Catarratto

Catarratto

Il Catarratto è il vitigno a bacca bianca più coltivato della Sicilia, base di molti bianchi dell’isola e ingrediente storico del Marsala.

🍇 Origini e storia

Autoctono siciliano di antica tradizione, il Catarratto è da secoli il vitigno bianco più diffuso dell’isola, coltivato soprattutto nella Sicilia occidentale. A lungo destinato alla produzione di vini da taglio e di Marsala, negli ultimi decenni è stato rivalutato per vini bianchi di qualità.

📍 Zone di produzione e denominazioni

È coltivato in gran parte della Sicilia, con particolare concentrazione nelle province di Trapani, Palermo e Agrigento. Entra in denominazioni come Alcamo ed Etna e resta un pilastro nella produzione del Marsala, oltre a essere spesso vinificato in purezza.

🌿 Il vitigno

Varietà vigorosa e produttiva, ne esistono due biotipi principali, il Catarratto comune e il lucido. Ben adattato al clima caldo e siccitoso dell’isola, offre uve dalla buona acidità che, con rese contenute, danno vini freschi e sapidi.

🍷 Caratteristiche del vino

Dà vini di colore giallo paglierino con riflessi verdolini, dai profumi di agrumi, fiori bianchi, frutta a polpa gialla ed erbe mediterranee. Al palato è fresco, sapido e di media struttura, piacevolmente aromatico nelle interpretazioni più curate.

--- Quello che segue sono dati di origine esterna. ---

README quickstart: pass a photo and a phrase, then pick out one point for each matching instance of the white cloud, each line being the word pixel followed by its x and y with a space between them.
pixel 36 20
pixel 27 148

🥘 Abbinamenti gastronomici

Si abbina a pesce, crostacei, frutti di mare, verdure, piatti a base di pomodoro e cucina mediterranea leggera, oltre ai classici antipasti siciliani a base di mare.

🌡️ Servizio e degustazione

Si serve fresco, a 10-12 °C, in calici da vino bianco. È un vino da bere prevalentemente giovane, entro un paio d’anni, quando conserva intatte freschezza e fragranza aromatica.

💡 Lo sapevi che…

Il Catarratto è tra le uve bianche più coltivate d’Italia: per lungo tempo la Sicilia ne è stata la maggiore produttrice, grazie soprattutto al suo ruolo storico nella produzione del Marsala.